Well as a conversion project i have picked up some vampire count stuff and will be working on making a halloween themed vampire count army, i will update this thread when ever i get something new finished for now here is the first unit i work on!

Graveguard: These are made out of kit bashing empire great swords with some spare bitz off the actual grave guard spur! They will have pumpkins on there base's once i get some but here are the models for now!


























Headless Horseman:Is Being made from the mounted Count Manfred Von Carstein model. (One of my vampires, pumpkin still needed)


























Dracula (Vampire lord from 1990): Standard dracula look\paint job he will be priceless funny.

Tree Spirits(Ghouls):Basicly evily painted and posed dryads that will be used as my armys ghouls.

Great Pumpkin Cart (CorpseCart):Well i changed my idea on this im going to have it loaded with Pumpkins and hopefully a Pumpkin Man riding it to count as a Necromancer 


















Zombies:They will be holding candy and trick or treating 

Blood Knights: These are the gamezone vampire knights.


----------



## Khorne's Fist (Jul 18, 2008)

Is there gonna be a lot of pumpkins? What other characters are you planning?


----------



## Azkaellon (Jun 23, 2009)

Khorne's Fist said:


> Is there gonna be a lot of pumpkins? What other characters are you planning?


theres a post i made about the army idea in the fluff area, but ill put them in here to.


----------



## Azkaellon (Jun 23, 2009)

Updated, Still need to do the base's and get rid of some mold lines on these guys but there coming along!


----------



## morfangdakka (Dec 31, 2006)

Yes, you need to get to work on this since you got me excited about it with your pumpkin post. I love themed armies but so many people start them and then they just drop off. I hope to see this one completed.


----------



## Azkaellon (Jun 23, 2009)

morfangdakka said:


> Yes, you need to get to work on this since you got me excited about it with your pumpkin post. I love themed armies but so many people start them and then they just drop off. I hope to see this one completed.
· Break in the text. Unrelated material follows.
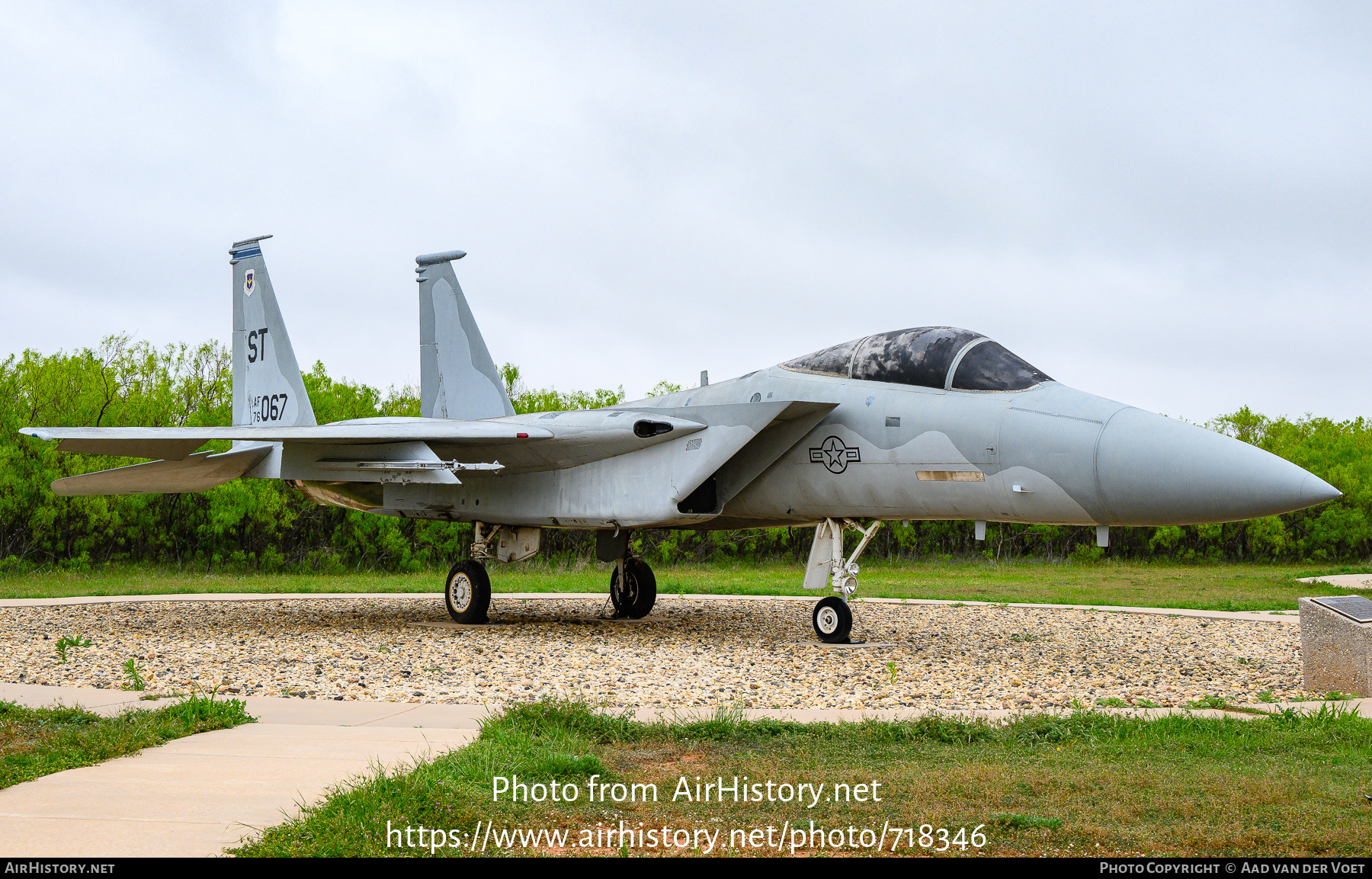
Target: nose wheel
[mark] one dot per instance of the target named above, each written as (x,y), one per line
(833,620)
Oh you will i have ALL the models for it, i just need Pumpkins and skulls to get more of the army finished. Also im trying to decide if i should use bats on my cart as well.


----------



## Bubblematrix (Jun 4, 2009)

I will be watching this one, I have seen Haloween themed armies and mostly they have been far too reserved, however I get the feeling that you will ham it up properly


----------